The food media has been buzzing lately with articles about restaurants charging exorbitant fees to customers who bring their own desserts from outside sources. They may not show it but restaurants hate serving a dessert someone else sold you as much as they hate serving you a bottle of wine you bought elsewhere. Like corkage fees that are assessed when you BYO, some restaurants will only allow “cakeage” if you agree to pay to have it sliced and served for you. This is not a new phenomenon, restaurants have been doing this forever to offset lost revenues when someone occupies a table longer without buying dessert.

Both sides have valid arguments. To the restaurateur, a lot of effort and preparation goes into the design and execution of a pastry menu—selling food is fundamental to a restaurant making money—and allowing customers to bring their own food, of any sort, is a threat to the health of his business. In some states, like New York, it’s illegal to bring your own food into a restaurant. On the flip side, the customer feels entitled to special dispensation because of the circumstances—they have chosen this restaurant to celebrate a special occasion and allowing them to enjoy a cake of their choice is a way for the staff to make the experience even more special.

But it isn’t always a question of hospitality.

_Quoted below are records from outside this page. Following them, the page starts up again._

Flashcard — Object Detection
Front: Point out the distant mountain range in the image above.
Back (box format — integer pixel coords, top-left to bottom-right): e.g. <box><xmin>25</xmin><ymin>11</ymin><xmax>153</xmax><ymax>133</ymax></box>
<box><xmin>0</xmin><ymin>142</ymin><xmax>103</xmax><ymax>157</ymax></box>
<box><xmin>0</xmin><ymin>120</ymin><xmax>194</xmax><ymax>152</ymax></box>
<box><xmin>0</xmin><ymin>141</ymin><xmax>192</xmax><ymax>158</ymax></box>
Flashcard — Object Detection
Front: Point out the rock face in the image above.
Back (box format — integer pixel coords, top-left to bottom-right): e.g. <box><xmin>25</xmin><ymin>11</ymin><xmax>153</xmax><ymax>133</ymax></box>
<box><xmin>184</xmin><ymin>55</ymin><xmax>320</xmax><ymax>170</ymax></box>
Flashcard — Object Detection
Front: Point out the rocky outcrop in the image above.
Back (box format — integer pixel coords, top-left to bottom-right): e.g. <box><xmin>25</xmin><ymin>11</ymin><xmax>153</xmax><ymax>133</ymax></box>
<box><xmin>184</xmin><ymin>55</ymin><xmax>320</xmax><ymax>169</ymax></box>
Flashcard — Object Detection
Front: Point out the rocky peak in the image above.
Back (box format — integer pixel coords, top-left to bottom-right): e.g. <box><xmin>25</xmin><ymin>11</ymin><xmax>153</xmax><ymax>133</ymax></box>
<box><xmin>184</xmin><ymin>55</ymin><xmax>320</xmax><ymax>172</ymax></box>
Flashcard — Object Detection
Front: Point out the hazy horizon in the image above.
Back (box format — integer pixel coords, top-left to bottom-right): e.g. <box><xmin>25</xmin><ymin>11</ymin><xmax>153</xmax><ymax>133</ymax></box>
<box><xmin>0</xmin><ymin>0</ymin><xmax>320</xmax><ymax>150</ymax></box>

What’s lost in this debate is one very important fact: Restaurants must have rules. It’s difficult to understand how critical rules are to the proper functioning of a restaurant unless you have actually worked in one before. Restaurants have a lot of moving parts which, in a perfect world, act in concert to provide a certain experience for the guest. When the rules are easily manipulated they may also be exploited in a way that can cause the gears to grind and the machine to malfunction.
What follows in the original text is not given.